Cem anos para nomear corretamente um peixe



Na manhã de sexta-feira, 6 de agosto de 1852, Alfred Russell Wallace foi chamado para o convés da prisão de Helen. O navio estava em algum lugar no meio do Oceano Atlântico, e Wallace estava no mar por 26 dias. Ele não era estranho a dificuldades. Ele passou os quatro anos anteriores na selva amazônica, explorando territórios desconhecidos e coletando uma coleção de espécies para si e para museus ingleses. O porão estava cheio de suas espécies preciosas, muitas das quais eram novas para a ciência, e não podiam ser substituídas. O naturalista de 29 anos, natural de Gales, conseguiu transportar vários representantes vivos da espécie - a bordo havia papagaios, comuns e de cauda longa, vários macacos e um cão selvagem da floresta.
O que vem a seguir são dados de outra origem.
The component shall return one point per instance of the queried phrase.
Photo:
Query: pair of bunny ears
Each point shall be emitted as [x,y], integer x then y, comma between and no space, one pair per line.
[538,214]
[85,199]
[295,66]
O capitão disse a Wallace: "Receio que haja um incêndio a bordo". Vá dar uma olhada.

Dez meses antes, na selva, Wallace pegou uma febre que quase o matou. Ele ainda estava doente, parado ao lado do capitão Turner no convés Helen e olhando a fumaça subindo do cubículo do nariz. A equipe despejou violentamente a água no porão de baldes, mas o fogo não pôde ser detido, e ele já havia varrido o navio inteiro. O capitão coletou um cronômetro, sextante, bússola e mapas do mar, e a equipe começou a preparar barcos de resgate: um barco longo e o show de um capitão .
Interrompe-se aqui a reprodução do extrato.